Dear Crate: Can we please get a reason to stay?

The best thing I think we can do here is put out an expansion that will have broad appeal across different segments of the GD audience, while also helping to attract new players.

With each expansion though, you tend to see less and less people come back. Games get old, new games come out, people get their fill.

In most other genres, people play through a game and they’re content. For some reason in ARPGs, there is a portion of players who expect the game to last forever. For some it does keep their interest for years and that’s awesome. We’ve put a lot of effort into building out side, secret, challenge and high-level content for those ultra hardcore players, way more than we did on TQ, to a degree that I’m sure is not even profitable.

Unfortunately, I don’t think it makes sense for us to go further in that direction than we already are. The portion of players who finish the game on Elite difficulty is only 8.1% and the number who defeat even one Nemesis monster on Elite or Ultimate is 5.7%.

I mean maybe we could look at unlocking difficulties for the ultra hardcore 3.2% of the audience that has played through Ultimate but it’s not like that is going to make us any money since we don’t get paid per hour of play.

The economics of GD are quite a bit different than Path of Exile. As a f2p game, those big spikes in players returning don’t really mean much in terms of profit, since a lot of those people will never pay anything or their life-time expenditure will be some low amount.

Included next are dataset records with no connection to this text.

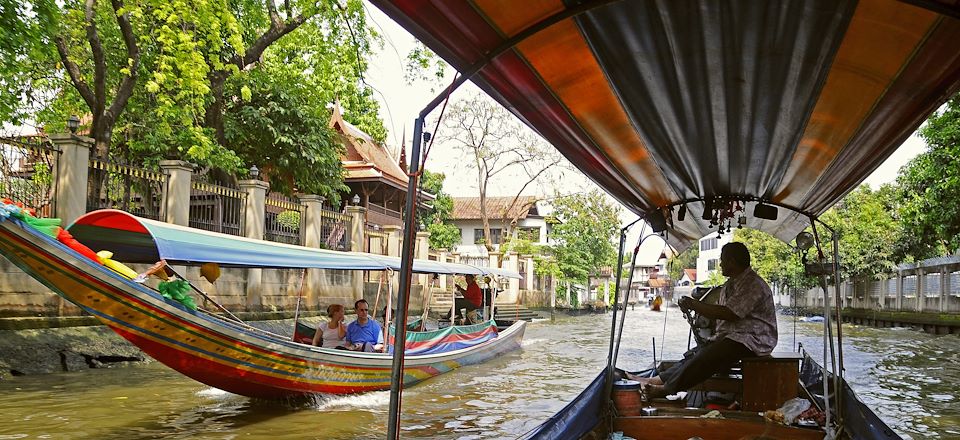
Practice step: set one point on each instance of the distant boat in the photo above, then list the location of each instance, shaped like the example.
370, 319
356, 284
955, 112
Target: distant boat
811, 319
226, 353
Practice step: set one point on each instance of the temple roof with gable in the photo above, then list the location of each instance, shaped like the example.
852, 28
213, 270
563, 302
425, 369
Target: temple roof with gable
468, 208
364, 159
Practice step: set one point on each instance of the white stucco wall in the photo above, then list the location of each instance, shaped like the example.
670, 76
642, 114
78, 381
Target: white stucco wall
710, 254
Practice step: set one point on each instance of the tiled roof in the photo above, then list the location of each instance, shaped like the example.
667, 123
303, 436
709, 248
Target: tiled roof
468, 208
658, 282
365, 159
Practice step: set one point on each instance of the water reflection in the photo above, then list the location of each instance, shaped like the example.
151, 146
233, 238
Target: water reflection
906, 376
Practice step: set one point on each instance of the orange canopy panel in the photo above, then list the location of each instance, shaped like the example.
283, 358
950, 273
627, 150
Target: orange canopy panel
660, 102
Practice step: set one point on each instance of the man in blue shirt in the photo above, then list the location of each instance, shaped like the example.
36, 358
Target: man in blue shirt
364, 334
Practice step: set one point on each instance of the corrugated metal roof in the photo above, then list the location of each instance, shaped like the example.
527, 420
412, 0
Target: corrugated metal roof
468, 208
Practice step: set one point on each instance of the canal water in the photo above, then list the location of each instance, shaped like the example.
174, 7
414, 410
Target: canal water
909, 378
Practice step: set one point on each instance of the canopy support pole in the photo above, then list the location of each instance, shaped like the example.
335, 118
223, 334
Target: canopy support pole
406, 274
608, 387
296, 314
204, 295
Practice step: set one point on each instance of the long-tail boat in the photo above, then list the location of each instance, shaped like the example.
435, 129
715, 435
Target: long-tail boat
704, 115
216, 350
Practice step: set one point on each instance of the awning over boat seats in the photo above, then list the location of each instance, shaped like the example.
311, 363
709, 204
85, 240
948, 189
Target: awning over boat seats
668, 103
134, 239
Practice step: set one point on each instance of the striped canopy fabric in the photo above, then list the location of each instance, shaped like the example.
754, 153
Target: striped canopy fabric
133, 239
446, 339
671, 103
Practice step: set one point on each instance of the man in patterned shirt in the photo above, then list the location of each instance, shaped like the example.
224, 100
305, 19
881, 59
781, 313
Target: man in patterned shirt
747, 326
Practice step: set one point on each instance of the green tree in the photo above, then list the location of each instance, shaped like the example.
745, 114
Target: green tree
443, 234
585, 229
775, 261
497, 144
184, 71
930, 185
870, 235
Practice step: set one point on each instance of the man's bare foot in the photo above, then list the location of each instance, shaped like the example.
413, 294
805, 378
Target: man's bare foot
655, 380
651, 391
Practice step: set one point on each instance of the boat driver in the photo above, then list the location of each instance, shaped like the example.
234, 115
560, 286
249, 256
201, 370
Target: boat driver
364, 334
747, 327
472, 296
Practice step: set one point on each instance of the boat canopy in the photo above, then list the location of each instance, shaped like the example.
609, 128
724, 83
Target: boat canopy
134, 239
669, 104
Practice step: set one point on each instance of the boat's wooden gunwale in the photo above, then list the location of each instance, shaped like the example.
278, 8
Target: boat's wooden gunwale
734, 426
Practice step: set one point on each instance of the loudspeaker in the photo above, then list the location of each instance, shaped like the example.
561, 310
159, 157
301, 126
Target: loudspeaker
657, 221
766, 212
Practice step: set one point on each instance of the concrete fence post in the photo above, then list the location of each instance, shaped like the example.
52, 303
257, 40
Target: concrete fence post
444, 257
176, 198
254, 226
528, 273
255, 209
512, 262
358, 222
312, 238
312, 220
422, 252
72, 170
393, 239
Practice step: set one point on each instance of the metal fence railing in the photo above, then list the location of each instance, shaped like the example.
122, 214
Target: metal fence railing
335, 231
28, 172
217, 208
283, 220
127, 188
376, 242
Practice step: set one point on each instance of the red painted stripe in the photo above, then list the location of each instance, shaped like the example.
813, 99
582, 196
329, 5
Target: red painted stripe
235, 380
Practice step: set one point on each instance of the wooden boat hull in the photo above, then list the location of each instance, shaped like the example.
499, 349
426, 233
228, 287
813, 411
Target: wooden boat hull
220, 353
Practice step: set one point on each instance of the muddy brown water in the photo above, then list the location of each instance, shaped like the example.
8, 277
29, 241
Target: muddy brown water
908, 377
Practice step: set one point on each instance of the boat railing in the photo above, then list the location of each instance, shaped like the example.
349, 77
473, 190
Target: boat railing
112, 184
217, 208
283, 220
28, 172
335, 230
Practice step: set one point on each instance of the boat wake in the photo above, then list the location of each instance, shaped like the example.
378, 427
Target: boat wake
366, 401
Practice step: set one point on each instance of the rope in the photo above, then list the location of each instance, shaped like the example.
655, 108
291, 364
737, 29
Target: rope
296, 315
376, 302
426, 151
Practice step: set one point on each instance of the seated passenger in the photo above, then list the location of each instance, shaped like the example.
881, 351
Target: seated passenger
472, 297
747, 327
364, 334
332, 334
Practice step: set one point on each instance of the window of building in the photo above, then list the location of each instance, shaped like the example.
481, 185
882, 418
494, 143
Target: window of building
338, 277
712, 264
530, 234
496, 236
708, 243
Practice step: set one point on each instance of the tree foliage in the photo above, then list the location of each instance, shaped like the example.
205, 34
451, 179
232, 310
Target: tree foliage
443, 234
586, 227
775, 261
930, 186
870, 236
497, 144
168, 80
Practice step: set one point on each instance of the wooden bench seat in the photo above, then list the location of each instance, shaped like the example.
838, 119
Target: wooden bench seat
763, 382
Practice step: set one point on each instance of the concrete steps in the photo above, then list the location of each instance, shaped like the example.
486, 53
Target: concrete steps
514, 312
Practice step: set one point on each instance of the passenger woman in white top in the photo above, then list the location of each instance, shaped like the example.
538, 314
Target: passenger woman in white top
332, 334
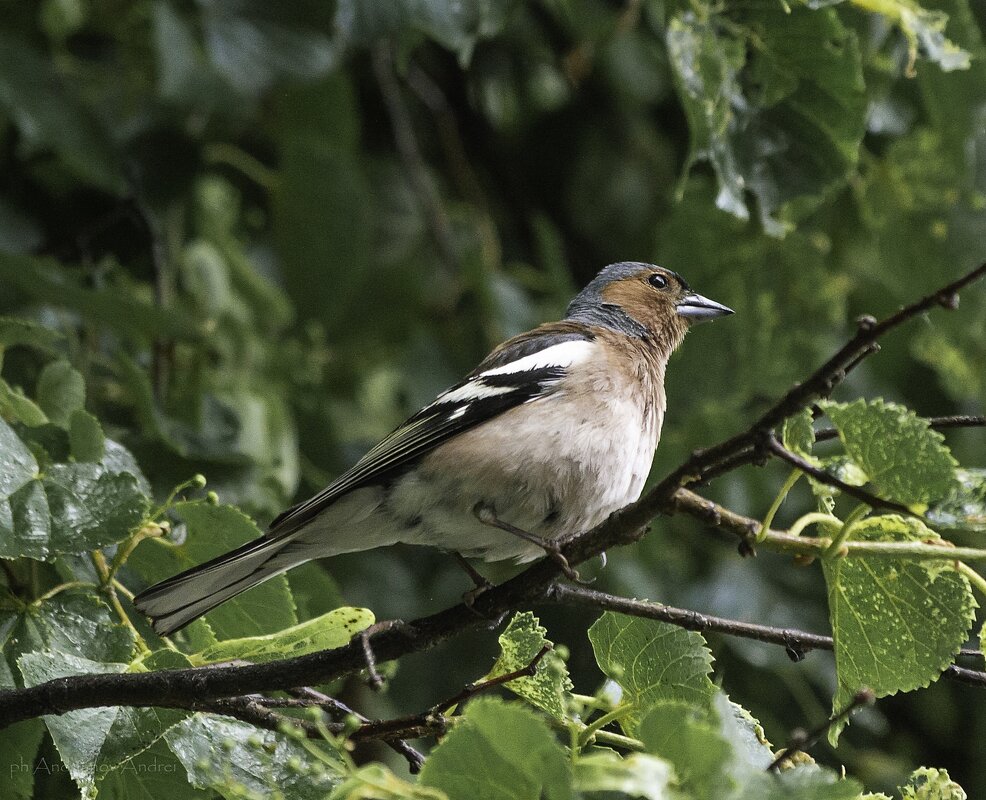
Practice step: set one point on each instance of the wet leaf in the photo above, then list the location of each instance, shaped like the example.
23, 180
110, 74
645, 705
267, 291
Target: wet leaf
327, 632
903, 458
210, 531
520, 642
499, 751
896, 623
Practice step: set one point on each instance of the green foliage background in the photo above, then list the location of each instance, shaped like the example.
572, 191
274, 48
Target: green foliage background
255, 278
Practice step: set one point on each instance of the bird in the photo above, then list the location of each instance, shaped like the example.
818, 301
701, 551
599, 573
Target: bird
555, 430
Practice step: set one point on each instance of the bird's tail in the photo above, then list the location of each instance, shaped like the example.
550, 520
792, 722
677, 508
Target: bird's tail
177, 601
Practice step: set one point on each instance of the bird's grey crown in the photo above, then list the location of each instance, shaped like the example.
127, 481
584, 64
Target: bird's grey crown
590, 308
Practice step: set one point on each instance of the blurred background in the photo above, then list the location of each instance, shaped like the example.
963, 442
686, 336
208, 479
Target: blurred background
271, 231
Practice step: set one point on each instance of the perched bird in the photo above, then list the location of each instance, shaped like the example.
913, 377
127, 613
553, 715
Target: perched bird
550, 434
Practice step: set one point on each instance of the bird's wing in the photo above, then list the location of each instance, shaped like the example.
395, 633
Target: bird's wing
522, 369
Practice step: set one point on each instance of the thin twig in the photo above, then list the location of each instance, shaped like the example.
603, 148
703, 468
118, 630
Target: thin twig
820, 475
402, 127
688, 502
415, 760
802, 740
472, 689
797, 643
935, 423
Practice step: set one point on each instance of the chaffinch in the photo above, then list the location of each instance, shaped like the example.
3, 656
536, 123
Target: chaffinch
551, 433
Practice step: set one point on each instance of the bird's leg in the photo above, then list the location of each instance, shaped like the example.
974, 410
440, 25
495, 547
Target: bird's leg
480, 581
488, 516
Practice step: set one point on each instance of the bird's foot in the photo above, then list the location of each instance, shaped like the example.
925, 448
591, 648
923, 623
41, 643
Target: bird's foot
552, 549
481, 584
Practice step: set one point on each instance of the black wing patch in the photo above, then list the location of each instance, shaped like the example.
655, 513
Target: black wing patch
475, 400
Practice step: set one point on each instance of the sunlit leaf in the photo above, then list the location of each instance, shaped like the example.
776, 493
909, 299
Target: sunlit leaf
238, 760
651, 661
520, 642
499, 751
896, 623
326, 632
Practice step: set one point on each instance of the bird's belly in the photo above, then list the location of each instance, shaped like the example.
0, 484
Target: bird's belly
560, 471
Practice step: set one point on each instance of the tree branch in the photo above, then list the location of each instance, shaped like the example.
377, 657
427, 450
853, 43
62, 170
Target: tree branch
797, 643
820, 475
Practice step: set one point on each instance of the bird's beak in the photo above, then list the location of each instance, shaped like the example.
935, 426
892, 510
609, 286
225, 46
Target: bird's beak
696, 308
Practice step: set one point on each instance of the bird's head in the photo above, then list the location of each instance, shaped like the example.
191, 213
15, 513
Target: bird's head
644, 301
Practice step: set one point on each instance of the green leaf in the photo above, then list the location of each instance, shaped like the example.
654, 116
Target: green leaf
322, 220
152, 774
927, 783
326, 632
61, 390
635, 775
456, 25
897, 624
498, 751
19, 746
798, 434
254, 43
924, 30
784, 122
651, 661
15, 406
718, 752
70, 622
314, 590
93, 741
805, 782
16, 331
903, 458
85, 436
520, 642
237, 760
73, 508
78, 735
210, 531
50, 117
118, 308
965, 508
375, 782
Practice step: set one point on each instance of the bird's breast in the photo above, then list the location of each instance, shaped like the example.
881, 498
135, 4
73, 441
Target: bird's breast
559, 464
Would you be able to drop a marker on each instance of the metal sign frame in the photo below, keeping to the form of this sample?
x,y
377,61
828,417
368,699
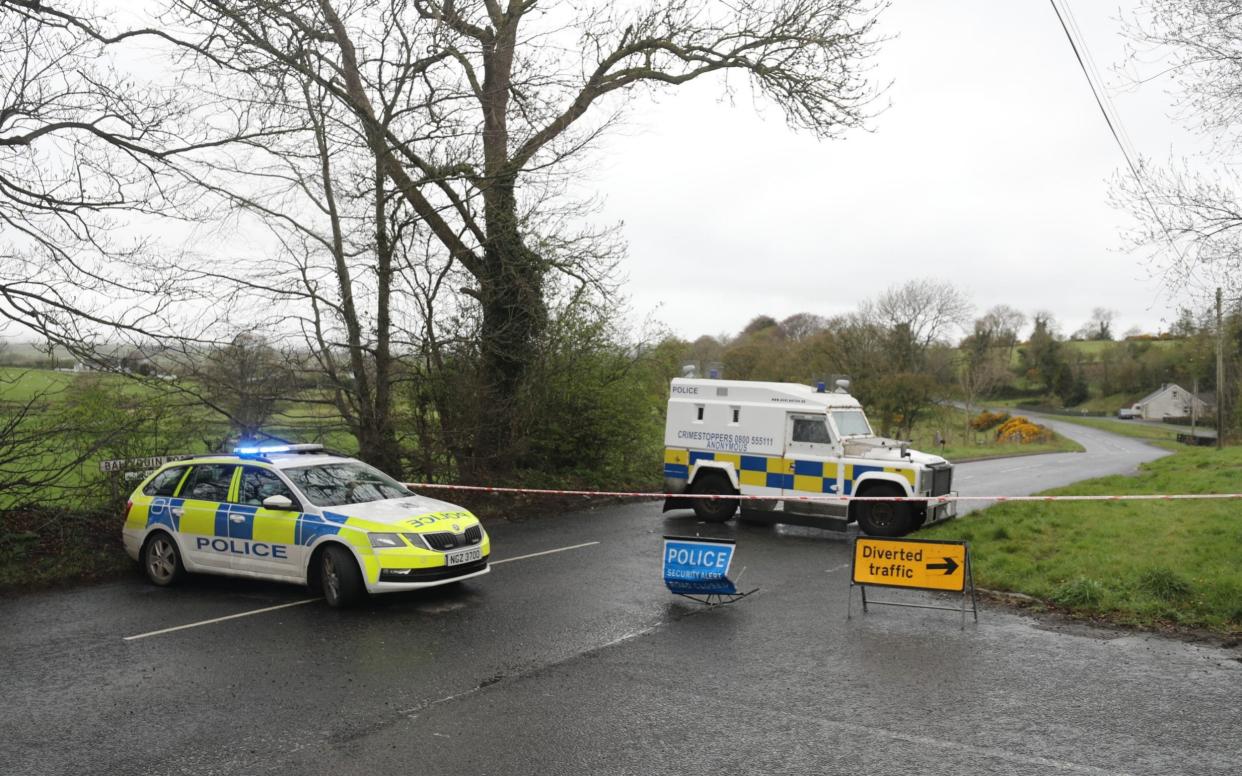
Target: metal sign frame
x,y
968,582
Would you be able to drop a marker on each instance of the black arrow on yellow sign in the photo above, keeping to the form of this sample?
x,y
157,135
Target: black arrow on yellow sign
x,y
949,566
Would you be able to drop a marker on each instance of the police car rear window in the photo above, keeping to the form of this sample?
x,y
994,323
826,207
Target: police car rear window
x,y
165,482
332,484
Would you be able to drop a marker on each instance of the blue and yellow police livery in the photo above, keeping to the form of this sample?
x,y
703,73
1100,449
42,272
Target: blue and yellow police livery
x,y
801,451
299,514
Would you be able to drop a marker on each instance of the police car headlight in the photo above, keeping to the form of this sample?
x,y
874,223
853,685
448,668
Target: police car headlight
x,y
385,540
416,540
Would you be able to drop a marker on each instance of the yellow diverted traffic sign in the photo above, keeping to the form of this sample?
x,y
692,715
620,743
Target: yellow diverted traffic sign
x,y
911,563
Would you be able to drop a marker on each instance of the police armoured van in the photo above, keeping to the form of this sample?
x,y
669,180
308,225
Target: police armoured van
x,y
785,442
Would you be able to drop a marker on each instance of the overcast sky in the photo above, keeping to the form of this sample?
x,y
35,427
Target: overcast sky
x,y
990,168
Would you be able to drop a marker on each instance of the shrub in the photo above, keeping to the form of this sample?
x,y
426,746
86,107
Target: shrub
x,y
1164,584
1021,430
1078,592
986,421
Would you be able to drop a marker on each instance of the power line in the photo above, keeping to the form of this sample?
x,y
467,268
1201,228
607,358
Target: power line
x,y
1113,128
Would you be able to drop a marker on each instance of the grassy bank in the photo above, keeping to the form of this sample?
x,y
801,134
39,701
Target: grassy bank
x,y
1145,564
50,548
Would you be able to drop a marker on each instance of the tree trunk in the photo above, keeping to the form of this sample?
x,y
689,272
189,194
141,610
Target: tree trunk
x,y
514,315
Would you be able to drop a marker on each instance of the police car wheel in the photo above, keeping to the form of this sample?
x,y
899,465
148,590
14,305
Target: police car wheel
x,y
162,563
884,518
713,510
339,576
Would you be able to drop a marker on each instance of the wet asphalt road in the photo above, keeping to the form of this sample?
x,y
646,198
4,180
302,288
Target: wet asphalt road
x,y
580,662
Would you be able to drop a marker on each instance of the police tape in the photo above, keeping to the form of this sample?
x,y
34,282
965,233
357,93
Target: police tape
x,y
930,499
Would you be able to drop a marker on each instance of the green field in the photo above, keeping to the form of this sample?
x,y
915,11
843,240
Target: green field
x,y
1148,564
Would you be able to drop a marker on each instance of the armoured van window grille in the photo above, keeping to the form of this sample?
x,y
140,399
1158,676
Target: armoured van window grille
x,y
811,431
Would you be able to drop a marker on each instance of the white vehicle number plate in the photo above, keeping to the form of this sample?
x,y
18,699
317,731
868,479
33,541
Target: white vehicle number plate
x,y
463,556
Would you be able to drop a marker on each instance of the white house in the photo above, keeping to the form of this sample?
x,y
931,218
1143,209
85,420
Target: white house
x,y
1170,401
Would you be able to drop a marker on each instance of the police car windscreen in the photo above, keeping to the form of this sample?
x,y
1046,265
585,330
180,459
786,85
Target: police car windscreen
x,y
332,484
851,424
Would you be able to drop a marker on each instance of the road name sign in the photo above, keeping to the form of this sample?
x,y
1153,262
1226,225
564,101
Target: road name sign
x,y
131,464
911,563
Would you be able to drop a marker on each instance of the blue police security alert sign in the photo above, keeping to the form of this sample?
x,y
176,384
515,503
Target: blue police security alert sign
x,y
698,566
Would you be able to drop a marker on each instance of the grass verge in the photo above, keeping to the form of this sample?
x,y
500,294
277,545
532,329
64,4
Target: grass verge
x,y
1146,564
1127,428
963,443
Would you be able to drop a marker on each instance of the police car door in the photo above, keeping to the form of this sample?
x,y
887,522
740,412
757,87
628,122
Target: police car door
x,y
810,447
204,518
268,534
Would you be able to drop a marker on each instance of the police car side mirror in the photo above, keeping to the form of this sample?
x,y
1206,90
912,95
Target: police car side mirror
x,y
278,502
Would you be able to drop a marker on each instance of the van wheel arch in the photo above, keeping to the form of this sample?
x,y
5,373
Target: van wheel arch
x,y
883,518
713,482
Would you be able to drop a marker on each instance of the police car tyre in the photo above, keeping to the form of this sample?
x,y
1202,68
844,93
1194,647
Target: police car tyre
x,y
713,510
160,560
339,576
884,518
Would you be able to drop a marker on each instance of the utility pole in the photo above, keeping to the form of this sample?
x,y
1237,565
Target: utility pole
x,y
1220,373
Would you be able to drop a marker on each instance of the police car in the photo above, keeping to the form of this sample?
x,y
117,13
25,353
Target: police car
x,y
297,513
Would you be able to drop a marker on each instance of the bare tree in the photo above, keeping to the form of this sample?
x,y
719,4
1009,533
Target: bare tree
x,y
1002,325
477,139
923,311
1192,217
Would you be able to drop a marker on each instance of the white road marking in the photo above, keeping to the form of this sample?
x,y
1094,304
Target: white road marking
x,y
194,625
575,546
272,609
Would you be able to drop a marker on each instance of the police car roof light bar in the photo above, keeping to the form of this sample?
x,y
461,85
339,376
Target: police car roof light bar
x,y
261,450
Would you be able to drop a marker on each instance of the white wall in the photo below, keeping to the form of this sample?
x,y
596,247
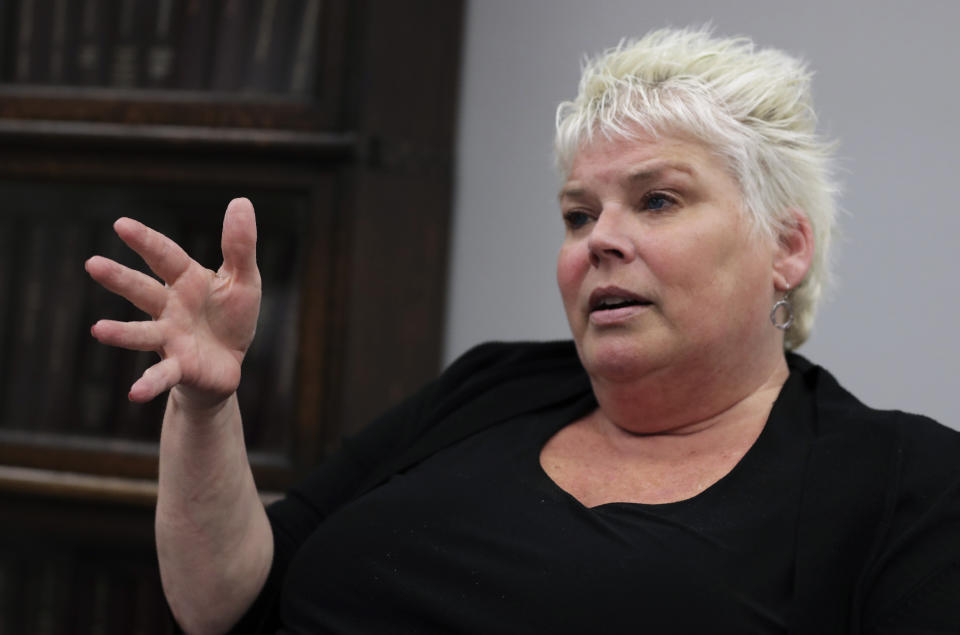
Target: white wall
x,y
885,86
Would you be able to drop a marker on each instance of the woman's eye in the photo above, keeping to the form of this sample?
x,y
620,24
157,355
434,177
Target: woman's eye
x,y
657,201
575,219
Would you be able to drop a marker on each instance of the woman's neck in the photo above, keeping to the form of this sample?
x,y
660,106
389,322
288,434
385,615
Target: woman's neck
x,y
680,402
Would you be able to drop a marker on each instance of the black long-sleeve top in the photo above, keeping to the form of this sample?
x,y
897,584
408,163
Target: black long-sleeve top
x,y
439,519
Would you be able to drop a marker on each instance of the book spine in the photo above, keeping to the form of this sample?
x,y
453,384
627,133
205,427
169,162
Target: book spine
x,y
193,45
90,60
26,381
160,57
303,68
24,59
123,69
65,334
231,55
58,43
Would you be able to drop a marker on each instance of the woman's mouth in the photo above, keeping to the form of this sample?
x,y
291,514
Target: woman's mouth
x,y
610,305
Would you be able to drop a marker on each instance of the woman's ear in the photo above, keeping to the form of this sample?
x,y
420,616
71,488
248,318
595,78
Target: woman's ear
x,y
794,252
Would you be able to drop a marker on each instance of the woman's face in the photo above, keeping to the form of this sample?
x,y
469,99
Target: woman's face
x,y
659,269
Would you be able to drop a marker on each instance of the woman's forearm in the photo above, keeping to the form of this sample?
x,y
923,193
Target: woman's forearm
x,y
214,541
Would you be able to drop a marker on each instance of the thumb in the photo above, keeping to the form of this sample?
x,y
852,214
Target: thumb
x,y
239,240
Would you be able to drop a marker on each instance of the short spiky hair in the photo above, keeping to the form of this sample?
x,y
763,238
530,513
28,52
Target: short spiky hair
x,y
752,107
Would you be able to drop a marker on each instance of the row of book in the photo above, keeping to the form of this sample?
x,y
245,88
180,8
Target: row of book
x,y
255,46
58,590
57,379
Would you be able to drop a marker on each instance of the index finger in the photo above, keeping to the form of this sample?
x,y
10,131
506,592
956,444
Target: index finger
x,y
164,257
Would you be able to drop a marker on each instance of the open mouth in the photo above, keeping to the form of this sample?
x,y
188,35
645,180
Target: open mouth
x,y
612,299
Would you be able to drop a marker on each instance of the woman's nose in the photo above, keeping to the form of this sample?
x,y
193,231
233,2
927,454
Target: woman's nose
x,y
609,239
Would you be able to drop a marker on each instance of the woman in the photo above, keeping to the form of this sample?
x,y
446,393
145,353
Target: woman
x,y
673,470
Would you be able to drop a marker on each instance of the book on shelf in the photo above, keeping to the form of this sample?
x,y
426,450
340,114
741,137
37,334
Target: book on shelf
x,y
161,55
8,266
89,65
233,50
303,68
56,71
192,70
65,294
29,316
273,46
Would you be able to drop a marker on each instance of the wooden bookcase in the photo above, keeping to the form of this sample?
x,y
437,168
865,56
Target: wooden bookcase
x,y
336,118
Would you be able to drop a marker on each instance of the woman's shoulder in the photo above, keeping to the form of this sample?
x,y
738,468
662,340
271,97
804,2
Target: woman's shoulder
x,y
510,376
839,412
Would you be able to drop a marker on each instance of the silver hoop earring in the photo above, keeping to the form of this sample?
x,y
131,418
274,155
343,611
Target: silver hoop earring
x,y
785,304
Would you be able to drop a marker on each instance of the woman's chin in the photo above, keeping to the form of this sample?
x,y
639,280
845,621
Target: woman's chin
x,y
618,359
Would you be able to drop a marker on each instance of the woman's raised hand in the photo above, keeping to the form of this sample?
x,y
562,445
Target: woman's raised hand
x,y
203,321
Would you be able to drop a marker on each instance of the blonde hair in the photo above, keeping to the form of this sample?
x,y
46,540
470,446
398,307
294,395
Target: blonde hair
x,y
753,107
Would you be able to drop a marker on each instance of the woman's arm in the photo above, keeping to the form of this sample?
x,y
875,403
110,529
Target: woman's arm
x,y
213,539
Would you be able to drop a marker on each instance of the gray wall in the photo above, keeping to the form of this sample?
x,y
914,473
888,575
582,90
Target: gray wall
x,y
886,86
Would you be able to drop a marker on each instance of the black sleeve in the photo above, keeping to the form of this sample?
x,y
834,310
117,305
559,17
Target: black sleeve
x,y
337,480
917,588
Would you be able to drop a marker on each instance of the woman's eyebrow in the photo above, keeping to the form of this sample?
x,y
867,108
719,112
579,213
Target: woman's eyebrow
x,y
571,192
649,173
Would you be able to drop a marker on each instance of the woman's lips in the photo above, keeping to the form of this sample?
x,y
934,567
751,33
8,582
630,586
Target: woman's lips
x,y
612,305
617,315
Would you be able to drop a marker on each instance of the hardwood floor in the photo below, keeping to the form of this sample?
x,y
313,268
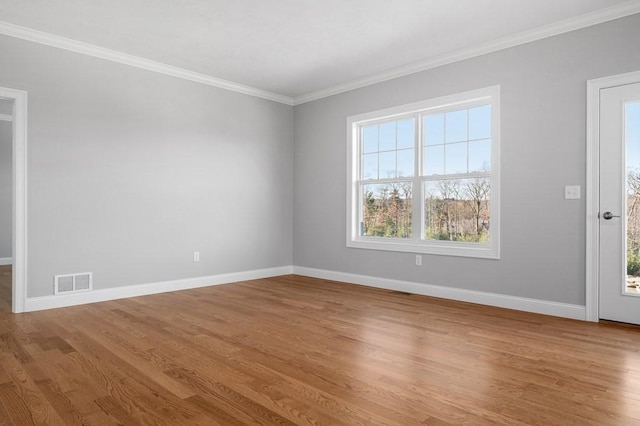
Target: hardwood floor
x,y
295,350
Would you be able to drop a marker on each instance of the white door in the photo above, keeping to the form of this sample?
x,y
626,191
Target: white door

The real purpose of the expansions is to keep a smaller core audience playing, much like you suggest we could do… however, how do we actually make money off people just sticking around and playing? F2p games make a huge portion of their profits off a small dedicated group of loyal players by getting them to spend huge amounts over time.

It’s funny because I think a lot of hardcore players hate f2p but it’s the game model that best supports continued investment in a game, to create content for that audience. Yet, I think if we turned to that, people would be upset. GD is also not set up for that - you need secure servers, you need your game to be always-online, and you need an in-game micro-transaction economy.

GD earns revenue completely differently. We make the vast majority of profit that we’re going to make from players the moment they purchase the game (any additional revenue coming from DLC purchases, which many people also do up front anyway). The vast majority, something like 90%+ of GD players never play through more than once. They have some fun with the game, are satisfied and move on. I don’t think there is much we can do to change that, it’s just the nature of most people. It’s the reason PoE has those dramatic ups and downs in player numbers - most people return, play through the new content once, then leave, probably without spending any money.

GD player numbers go up when we have sales and release DLC. On a day to day basis though, GD sales are higher now than they were this time last year (although once we get past the 2016 release date, that won’t be the case, given the huge spike we had at release). The average player numbers for GD have been fairly consistent and were actually higher in Feb than in the prior 8 months, so I certainly wouldn’t say they’re dropping off. Of course they’re lower than at release, when everyone showed up to play through the finished game for the first time…

So I think GD has been fairly stable and will continue to be a good source of revenue for us for at least another year or two. The expansion will certainly help with that and if it does well enough, we’ll put out additional content.

At some point, there will be a diminishing return though and the solution for that is to keep creating new games that can capture people’s interest again.